The short version - I bought a very powerful work station class PC, an off-lease Lenovo ThinkStation at a great price, saving not hundreds, but thousands. I'm happy with my purchase, and I'd buy this way again for sure. I couldn't build myself such a machine at this price, not even with buying all used components!
The long version - Even though I've always built my own DAW PC's, with new components, and building cloned machines with used components for several hundred less, several months back I was talking with this guy who bought a few very powerful HP Z800 workstation PC's in the off-lease/refurbished/used market. This got me thinking, and researching into this idea...especially the idea of buying a super powerful off-lease workstation class PC with ridiculous specs.
I had been going over whether I should buy an HP, Dell or Lenovo. These brands all have work station class PC's with very similar specs. Steinberg even recommends the HP Z series PC work stations (Z800, Z820 Z600 etc systems). But the HP's are the most expensive of the bunch. So I was considering the Dell T5500 series etc, & Lenovo ThinkStations series, D-20, D-30 etc.
I ended up buying an off-lease Lenovo ThinkStation D-20 PC, with dual 6-core Xeons (12 cores @3.06 Ghz/24 threads). It came with 48 GB DDR3 ram, two 1 TB HDD's, and Win 7 Pro 64 bit with disk. With shipping, less than $600. Slightly older yes, but still very powerful.
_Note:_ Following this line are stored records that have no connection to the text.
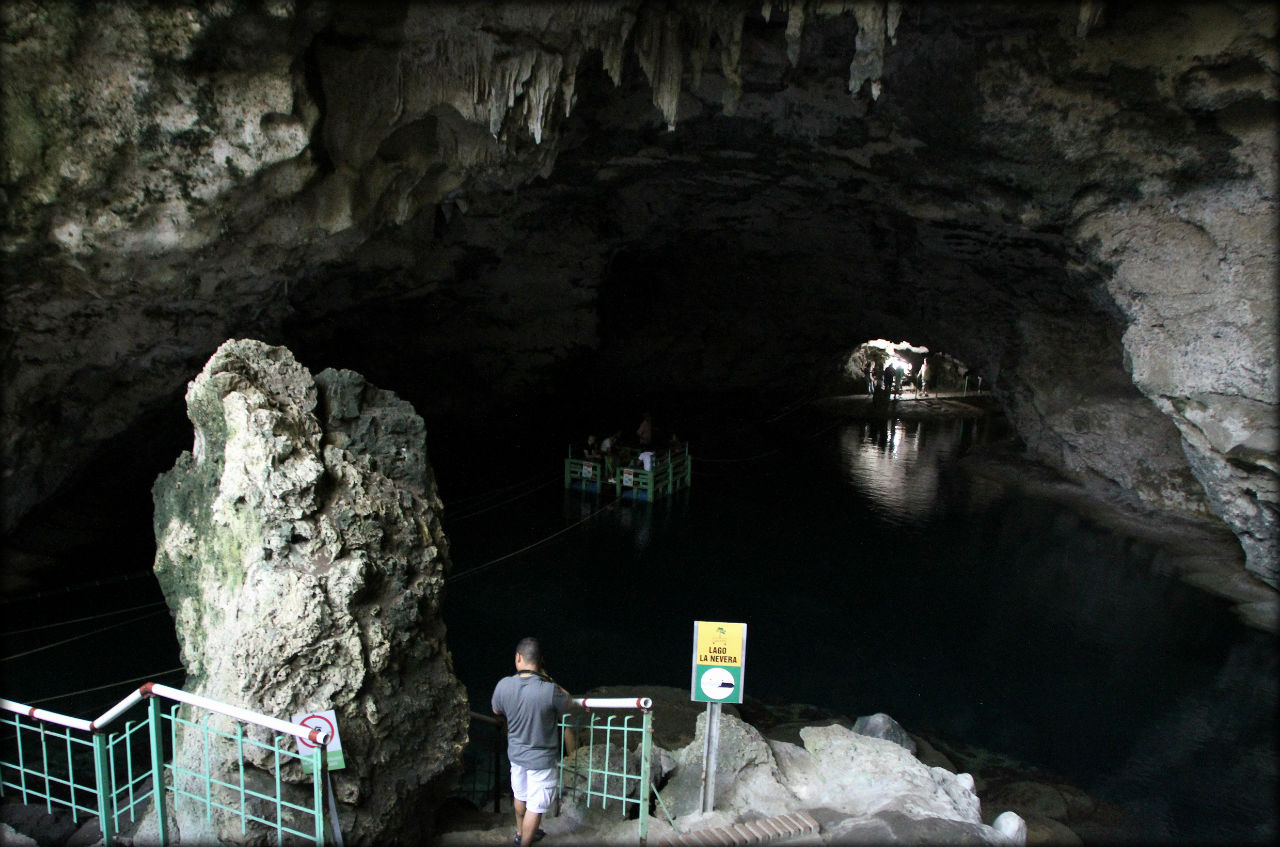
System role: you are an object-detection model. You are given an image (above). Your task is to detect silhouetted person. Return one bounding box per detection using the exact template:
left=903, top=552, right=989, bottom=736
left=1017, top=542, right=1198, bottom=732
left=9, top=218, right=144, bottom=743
left=492, top=638, right=570, bottom=847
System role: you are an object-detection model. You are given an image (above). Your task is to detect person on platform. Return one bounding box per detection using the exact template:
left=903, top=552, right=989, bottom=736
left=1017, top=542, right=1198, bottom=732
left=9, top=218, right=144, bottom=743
left=492, top=638, right=570, bottom=847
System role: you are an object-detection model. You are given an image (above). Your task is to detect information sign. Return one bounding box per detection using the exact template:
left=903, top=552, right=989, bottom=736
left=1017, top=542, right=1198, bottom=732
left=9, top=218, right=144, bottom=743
left=690, top=621, right=746, bottom=704
left=293, top=709, right=347, bottom=774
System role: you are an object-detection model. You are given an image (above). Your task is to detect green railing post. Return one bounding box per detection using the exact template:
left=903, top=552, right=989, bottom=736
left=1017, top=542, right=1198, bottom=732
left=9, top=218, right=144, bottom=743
left=311, top=745, right=325, bottom=847
left=92, top=732, right=115, bottom=847
left=147, top=697, right=169, bottom=847
left=636, top=709, right=653, bottom=844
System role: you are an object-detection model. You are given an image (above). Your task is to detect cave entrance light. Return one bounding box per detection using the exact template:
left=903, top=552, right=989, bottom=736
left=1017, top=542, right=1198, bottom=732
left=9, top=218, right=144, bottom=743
left=844, top=338, right=974, bottom=394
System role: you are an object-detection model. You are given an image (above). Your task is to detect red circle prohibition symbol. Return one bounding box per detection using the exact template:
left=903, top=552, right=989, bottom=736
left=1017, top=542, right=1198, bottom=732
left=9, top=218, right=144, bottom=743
left=298, top=715, right=338, bottom=750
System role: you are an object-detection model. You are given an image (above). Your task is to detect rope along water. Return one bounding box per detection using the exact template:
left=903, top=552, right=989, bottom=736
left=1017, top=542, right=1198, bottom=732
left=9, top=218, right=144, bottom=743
left=0, top=600, right=164, bottom=638
left=444, top=500, right=618, bottom=582
left=26, top=665, right=187, bottom=706
left=0, top=609, right=164, bottom=661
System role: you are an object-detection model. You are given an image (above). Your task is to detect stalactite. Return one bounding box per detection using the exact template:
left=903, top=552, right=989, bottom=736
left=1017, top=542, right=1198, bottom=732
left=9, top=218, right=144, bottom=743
left=849, top=0, right=884, bottom=99
left=635, top=10, right=685, bottom=129
left=716, top=12, right=746, bottom=115
left=589, top=10, right=636, bottom=86
left=786, top=3, right=804, bottom=68
left=525, top=51, right=564, bottom=145
left=884, top=0, right=902, bottom=45
left=1075, top=0, right=1106, bottom=38
left=561, top=41, right=582, bottom=118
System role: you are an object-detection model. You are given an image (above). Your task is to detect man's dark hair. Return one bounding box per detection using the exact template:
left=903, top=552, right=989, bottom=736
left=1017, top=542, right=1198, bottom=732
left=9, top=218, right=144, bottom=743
left=516, top=636, right=543, bottom=670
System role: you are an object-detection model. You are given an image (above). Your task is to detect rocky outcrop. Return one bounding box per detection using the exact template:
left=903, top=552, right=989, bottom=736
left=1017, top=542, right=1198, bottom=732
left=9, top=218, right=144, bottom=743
left=154, top=340, right=467, bottom=843
left=650, top=713, right=1023, bottom=844
left=0, top=0, right=1280, bottom=586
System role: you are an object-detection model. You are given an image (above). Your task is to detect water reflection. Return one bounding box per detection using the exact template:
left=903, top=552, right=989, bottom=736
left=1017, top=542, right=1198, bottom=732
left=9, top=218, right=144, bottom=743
left=840, top=418, right=975, bottom=525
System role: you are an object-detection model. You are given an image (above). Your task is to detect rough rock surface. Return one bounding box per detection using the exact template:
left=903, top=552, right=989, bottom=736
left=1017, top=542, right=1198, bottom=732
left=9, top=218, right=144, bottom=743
left=0, top=0, right=1280, bottom=586
left=650, top=713, right=1016, bottom=843
left=154, top=340, right=467, bottom=843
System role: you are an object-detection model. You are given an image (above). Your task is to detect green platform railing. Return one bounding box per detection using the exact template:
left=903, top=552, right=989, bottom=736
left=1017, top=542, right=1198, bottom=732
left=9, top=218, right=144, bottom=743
left=0, top=682, right=330, bottom=847
left=557, top=697, right=676, bottom=844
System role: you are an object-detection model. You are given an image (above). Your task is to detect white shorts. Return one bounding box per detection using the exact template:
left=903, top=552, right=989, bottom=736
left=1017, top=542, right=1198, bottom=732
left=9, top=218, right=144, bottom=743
left=511, top=765, right=556, bottom=815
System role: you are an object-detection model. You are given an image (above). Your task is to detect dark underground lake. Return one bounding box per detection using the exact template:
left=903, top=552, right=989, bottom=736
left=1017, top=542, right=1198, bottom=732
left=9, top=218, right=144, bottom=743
left=4, top=388, right=1276, bottom=843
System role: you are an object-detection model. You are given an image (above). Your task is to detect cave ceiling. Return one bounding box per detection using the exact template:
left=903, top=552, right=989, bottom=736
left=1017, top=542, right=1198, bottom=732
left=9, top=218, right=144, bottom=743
left=3, top=0, right=1277, bottom=583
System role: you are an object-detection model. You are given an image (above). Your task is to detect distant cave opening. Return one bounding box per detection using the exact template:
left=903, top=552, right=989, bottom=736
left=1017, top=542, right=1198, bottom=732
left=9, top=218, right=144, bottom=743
left=842, top=338, right=991, bottom=397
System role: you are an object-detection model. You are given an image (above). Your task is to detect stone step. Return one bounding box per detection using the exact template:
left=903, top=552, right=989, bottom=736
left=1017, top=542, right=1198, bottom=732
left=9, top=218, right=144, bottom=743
left=658, top=811, right=818, bottom=847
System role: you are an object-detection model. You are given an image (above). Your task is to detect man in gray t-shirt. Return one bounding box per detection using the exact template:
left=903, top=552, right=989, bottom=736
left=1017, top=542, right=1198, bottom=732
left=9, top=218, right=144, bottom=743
left=492, top=638, right=570, bottom=847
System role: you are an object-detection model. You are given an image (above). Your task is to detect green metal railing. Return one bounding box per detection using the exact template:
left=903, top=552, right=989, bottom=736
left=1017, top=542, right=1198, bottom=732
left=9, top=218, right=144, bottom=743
left=558, top=697, right=676, bottom=844
left=613, top=444, right=694, bottom=503
left=564, top=444, right=694, bottom=502
left=0, top=682, right=330, bottom=847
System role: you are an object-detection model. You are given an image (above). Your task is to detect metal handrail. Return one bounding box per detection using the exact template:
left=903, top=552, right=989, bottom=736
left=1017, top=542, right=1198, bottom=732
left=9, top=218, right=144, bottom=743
left=570, top=697, right=653, bottom=711
left=0, top=682, right=332, bottom=847
left=0, top=682, right=333, bottom=747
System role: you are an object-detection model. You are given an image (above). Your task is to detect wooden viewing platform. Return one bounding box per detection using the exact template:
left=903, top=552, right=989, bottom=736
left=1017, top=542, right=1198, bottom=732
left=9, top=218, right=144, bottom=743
left=564, top=444, right=694, bottom=503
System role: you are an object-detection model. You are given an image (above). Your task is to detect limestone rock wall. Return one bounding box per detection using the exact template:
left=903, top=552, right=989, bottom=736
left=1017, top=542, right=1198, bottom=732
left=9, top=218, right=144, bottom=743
left=0, top=0, right=1280, bottom=585
left=154, top=340, right=468, bottom=843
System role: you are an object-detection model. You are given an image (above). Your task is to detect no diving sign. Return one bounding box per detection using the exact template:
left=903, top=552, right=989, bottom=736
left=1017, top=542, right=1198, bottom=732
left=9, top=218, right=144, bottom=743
left=293, top=709, right=347, bottom=774
left=690, top=621, right=746, bottom=704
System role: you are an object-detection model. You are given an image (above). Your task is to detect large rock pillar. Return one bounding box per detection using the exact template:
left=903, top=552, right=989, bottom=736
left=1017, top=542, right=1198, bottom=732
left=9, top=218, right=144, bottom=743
left=152, top=340, right=468, bottom=843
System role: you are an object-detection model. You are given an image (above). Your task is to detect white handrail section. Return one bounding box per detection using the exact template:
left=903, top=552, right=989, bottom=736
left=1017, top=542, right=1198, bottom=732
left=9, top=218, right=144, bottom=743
left=570, top=697, right=653, bottom=711
left=0, top=700, right=93, bottom=732
left=0, top=682, right=330, bottom=747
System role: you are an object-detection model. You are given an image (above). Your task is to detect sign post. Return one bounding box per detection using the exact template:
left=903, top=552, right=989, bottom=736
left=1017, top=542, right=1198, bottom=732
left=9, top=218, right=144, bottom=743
left=293, top=709, right=347, bottom=847
left=690, top=621, right=746, bottom=811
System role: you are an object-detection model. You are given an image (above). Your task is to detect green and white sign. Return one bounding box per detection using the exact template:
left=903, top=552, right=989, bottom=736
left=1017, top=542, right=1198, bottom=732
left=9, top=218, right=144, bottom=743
left=293, top=709, right=347, bottom=774
left=690, top=621, right=746, bottom=704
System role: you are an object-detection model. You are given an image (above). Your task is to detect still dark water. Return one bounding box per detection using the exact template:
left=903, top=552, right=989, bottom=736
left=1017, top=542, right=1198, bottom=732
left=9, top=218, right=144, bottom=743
left=445, top=409, right=1276, bottom=843
left=0, top=404, right=1277, bottom=843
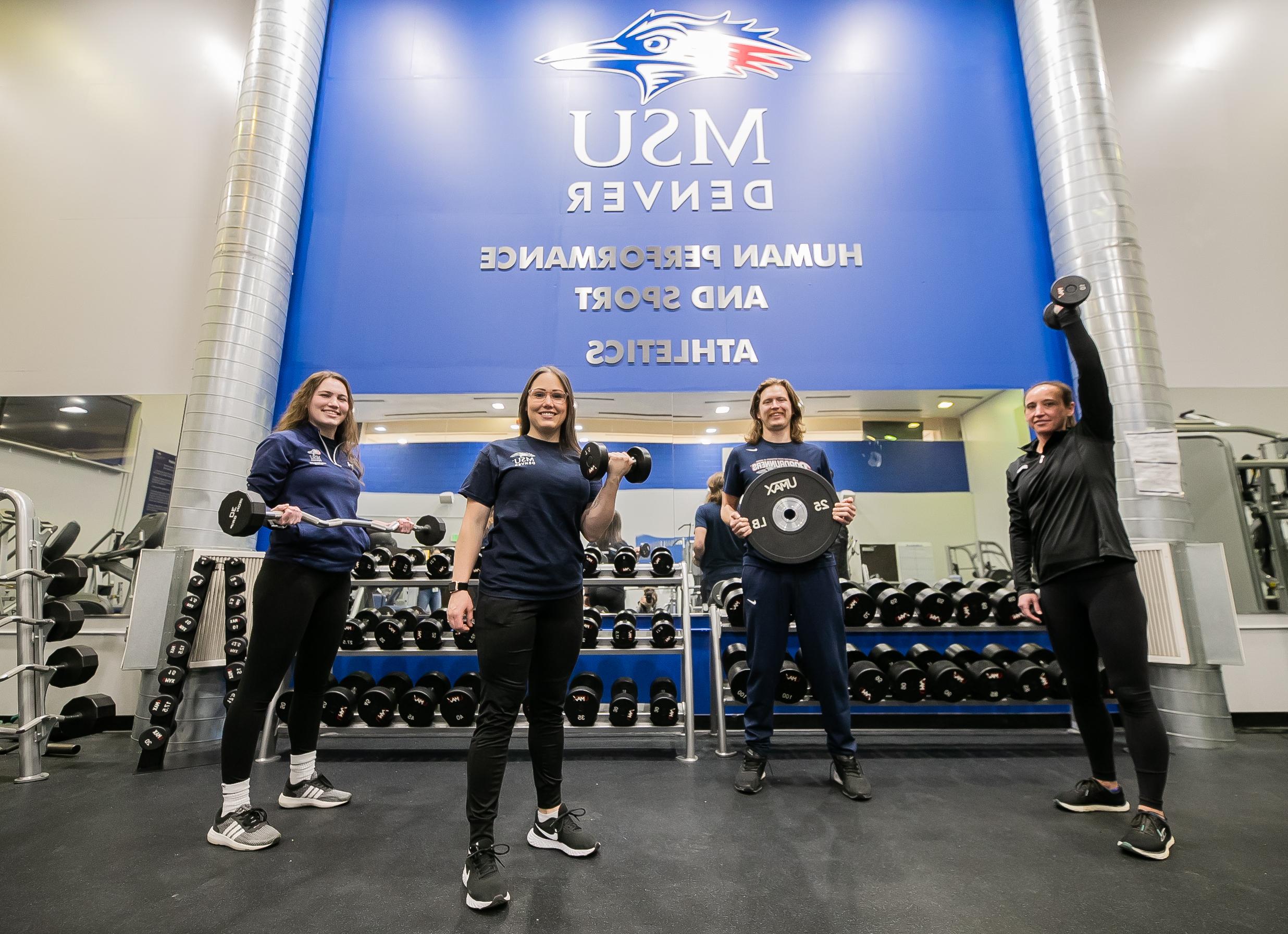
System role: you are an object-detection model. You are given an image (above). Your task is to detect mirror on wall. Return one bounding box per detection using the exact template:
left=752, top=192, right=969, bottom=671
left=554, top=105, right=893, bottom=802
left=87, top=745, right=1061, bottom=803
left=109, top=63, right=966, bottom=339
left=0, top=394, right=187, bottom=615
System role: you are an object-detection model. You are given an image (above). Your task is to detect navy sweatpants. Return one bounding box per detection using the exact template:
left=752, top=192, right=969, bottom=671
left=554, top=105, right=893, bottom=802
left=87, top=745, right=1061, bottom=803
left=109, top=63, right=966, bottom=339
left=742, top=562, right=855, bottom=756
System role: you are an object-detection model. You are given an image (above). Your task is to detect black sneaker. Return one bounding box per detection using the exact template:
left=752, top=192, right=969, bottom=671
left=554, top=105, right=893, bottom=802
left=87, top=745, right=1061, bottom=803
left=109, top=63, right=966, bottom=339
left=832, top=756, right=872, bottom=801
left=733, top=750, right=769, bottom=795
left=277, top=771, right=353, bottom=808
left=1118, top=811, right=1176, bottom=860
left=528, top=804, right=599, bottom=857
left=1055, top=778, right=1131, bottom=814
left=206, top=804, right=282, bottom=850
left=461, top=844, right=510, bottom=911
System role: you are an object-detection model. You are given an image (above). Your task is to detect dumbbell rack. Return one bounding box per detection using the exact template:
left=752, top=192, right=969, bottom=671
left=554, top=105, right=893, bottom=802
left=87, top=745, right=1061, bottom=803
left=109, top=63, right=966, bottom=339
left=257, top=564, right=698, bottom=763
left=709, top=603, right=1069, bottom=756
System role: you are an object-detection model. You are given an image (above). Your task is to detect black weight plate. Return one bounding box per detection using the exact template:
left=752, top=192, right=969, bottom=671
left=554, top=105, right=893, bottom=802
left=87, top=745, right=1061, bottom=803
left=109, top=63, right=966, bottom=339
left=738, top=466, right=841, bottom=564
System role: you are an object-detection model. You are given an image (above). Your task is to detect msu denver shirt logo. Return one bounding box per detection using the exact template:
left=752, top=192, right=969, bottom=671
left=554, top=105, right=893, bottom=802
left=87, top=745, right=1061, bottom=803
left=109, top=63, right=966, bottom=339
left=535, top=10, right=809, bottom=104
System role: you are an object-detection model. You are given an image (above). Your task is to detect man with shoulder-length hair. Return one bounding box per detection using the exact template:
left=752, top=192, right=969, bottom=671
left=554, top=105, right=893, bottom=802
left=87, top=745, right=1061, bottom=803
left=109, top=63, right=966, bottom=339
left=720, top=379, right=872, bottom=801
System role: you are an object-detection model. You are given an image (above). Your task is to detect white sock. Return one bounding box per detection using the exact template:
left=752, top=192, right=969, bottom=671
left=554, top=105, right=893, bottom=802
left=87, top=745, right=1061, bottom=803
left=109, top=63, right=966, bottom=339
left=219, top=778, right=250, bottom=817
left=291, top=750, right=318, bottom=784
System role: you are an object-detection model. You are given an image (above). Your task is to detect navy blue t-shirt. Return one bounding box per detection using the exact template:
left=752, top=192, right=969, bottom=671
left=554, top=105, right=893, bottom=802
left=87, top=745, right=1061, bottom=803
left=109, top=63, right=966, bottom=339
left=246, top=424, right=371, bottom=572
left=693, top=503, right=747, bottom=581
left=725, top=439, right=836, bottom=571
left=460, top=434, right=603, bottom=600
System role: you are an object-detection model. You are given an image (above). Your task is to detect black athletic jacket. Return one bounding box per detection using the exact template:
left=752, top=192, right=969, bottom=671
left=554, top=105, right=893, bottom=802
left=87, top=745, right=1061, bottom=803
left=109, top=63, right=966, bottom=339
left=1006, top=318, right=1136, bottom=594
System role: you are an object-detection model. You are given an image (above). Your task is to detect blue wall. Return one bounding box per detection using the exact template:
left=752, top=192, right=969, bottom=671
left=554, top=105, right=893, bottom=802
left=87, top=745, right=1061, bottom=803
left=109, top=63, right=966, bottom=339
left=362, top=441, right=970, bottom=493
left=279, top=0, right=1068, bottom=407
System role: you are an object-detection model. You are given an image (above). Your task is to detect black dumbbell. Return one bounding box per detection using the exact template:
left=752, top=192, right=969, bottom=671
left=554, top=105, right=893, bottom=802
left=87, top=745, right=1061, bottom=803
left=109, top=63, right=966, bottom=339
left=1020, top=642, right=1069, bottom=700
left=45, top=558, right=89, bottom=600
left=944, top=643, right=1006, bottom=702
left=165, top=639, right=192, bottom=669
left=840, top=581, right=877, bottom=629
left=398, top=671, right=452, bottom=727
left=174, top=616, right=197, bottom=642
left=980, top=642, right=1051, bottom=701
left=564, top=671, right=604, bottom=727
left=452, top=626, right=478, bottom=652
left=899, top=580, right=953, bottom=626
left=412, top=607, right=451, bottom=649
left=425, top=551, right=452, bottom=581
left=774, top=658, right=809, bottom=703
left=611, top=545, right=639, bottom=577
left=608, top=678, right=640, bottom=727
left=579, top=441, right=653, bottom=483
left=40, top=600, right=85, bottom=642
left=438, top=671, right=483, bottom=727
left=55, top=694, right=116, bottom=740
left=157, top=665, right=188, bottom=697
left=908, top=643, right=971, bottom=703
left=275, top=691, right=295, bottom=723
left=935, top=577, right=988, bottom=626
left=970, top=577, right=1024, bottom=626
left=648, top=675, right=680, bottom=727
left=358, top=671, right=411, bottom=727
left=322, top=671, right=376, bottom=727
left=845, top=645, right=887, bottom=703
left=581, top=607, right=604, bottom=648
left=375, top=608, right=421, bottom=652
left=389, top=547, right=429, bottom=581
left=711, top=577, right=746, bottom=629
left=640, top=545, right=675, bottom=577
left=720, top=642, right=751, bottom=703
left=867, top=577, right=917, bottom=626
left=613, top=609, right=638, bottom=648
left=648, top=609, right=675, bottom=648
left=353, top=545, right=399, bottom=581
left=868, top=644, right=926, bottom=703
left=45, top=645, right=98, bottom=688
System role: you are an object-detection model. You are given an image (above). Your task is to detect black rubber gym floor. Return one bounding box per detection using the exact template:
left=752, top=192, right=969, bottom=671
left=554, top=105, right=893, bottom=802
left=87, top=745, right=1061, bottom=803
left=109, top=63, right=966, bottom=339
left=0, top=732, right=1288, bottom=934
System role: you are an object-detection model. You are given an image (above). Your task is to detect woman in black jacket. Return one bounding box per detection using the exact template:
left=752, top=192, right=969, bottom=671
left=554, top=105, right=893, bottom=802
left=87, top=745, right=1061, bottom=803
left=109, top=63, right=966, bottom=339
left=1006, top=298, right=1174, bottom=860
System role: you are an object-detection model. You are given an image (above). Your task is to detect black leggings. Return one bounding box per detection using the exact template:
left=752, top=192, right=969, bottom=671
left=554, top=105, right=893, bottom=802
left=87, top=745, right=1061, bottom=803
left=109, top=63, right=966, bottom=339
left=465, top=594, right=581, bottom=848
left=1039, top=562, right=1168, bottom=811
left=221, top=558, right=349, bottom=784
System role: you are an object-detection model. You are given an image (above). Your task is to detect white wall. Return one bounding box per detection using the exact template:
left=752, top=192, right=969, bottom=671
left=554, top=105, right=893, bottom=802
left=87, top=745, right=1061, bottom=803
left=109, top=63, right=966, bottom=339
left=0, top=0, right=253, bottom=395
left=961, top=389, right=1029, bottom=564
left=1096, top=0, right=1288, bottom=402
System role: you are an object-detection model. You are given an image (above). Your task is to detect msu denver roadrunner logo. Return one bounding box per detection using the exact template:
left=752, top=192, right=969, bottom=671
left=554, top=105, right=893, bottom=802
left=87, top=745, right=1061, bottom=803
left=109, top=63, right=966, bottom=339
left=536, top=10, right=809, bottom=104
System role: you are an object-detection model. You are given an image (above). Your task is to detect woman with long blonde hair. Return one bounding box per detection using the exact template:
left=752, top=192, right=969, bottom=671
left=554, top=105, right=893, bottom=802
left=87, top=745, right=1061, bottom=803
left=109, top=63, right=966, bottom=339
left=206, top=370, right=412, bottom=850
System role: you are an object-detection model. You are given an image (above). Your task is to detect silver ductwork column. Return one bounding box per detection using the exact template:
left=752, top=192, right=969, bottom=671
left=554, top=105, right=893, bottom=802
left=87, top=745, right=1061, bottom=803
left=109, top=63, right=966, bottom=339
left=137, top=0, right=328, bottom=757
left=1015, top=0, right=1234, bottom=747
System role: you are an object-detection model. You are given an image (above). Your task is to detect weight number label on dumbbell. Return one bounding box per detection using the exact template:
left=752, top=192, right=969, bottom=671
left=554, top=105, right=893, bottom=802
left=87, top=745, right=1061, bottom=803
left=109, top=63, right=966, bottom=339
left=738, top=466, right=841, bottom=564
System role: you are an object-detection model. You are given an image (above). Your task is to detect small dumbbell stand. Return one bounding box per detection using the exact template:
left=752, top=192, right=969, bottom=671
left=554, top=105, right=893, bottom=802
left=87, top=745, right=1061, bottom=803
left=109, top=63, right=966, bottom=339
left=257, top=564, right=698, bottom=763
left=709, top=590, right=1117, bottom=756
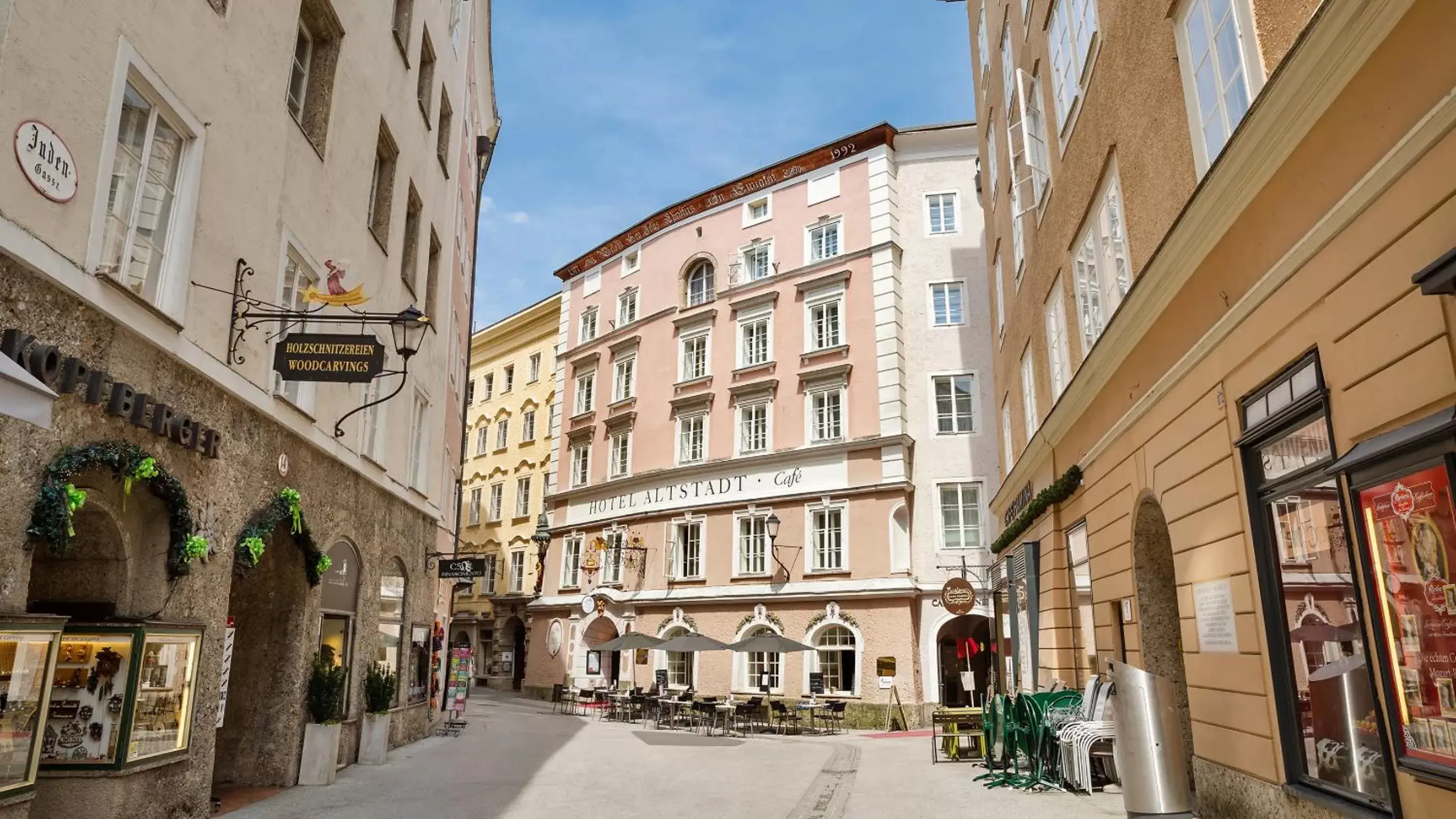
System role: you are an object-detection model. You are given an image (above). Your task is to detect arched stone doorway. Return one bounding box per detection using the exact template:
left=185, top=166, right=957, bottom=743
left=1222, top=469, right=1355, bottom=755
left=213, top=522, right=313, bottom=785
left=1129, top=495, right=1193, bottom=784
left=935, top=614, right=995, bottom=707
I bought and added an SSD for my OS/Programs drive for about $80 more, and I'm using the other two HDD's it came with as my 'VSTi Samples' & my 'Projects/Audio' drives. I'm running Cubase 64 bit on it, and so far so good!
Currently, with my main 64 bit power house Cubase DAW PC, I'm running four identical Win XP 32 bit quad-core PC's with legacy Cubase versions on them to host as my slaves, running all my 32 bit stuff on them. I'm synchronizing them all with Steinbergs Cubase's own VST System Link. I would consider getting another Lenovo 64 bit PC with another 64 bit Cubase version to use as my slave, reducing my PC array down to two, rather than five PC's. But I have so much hardware & software invested in the 32 bit world that I want to get every bit of continued use out of them.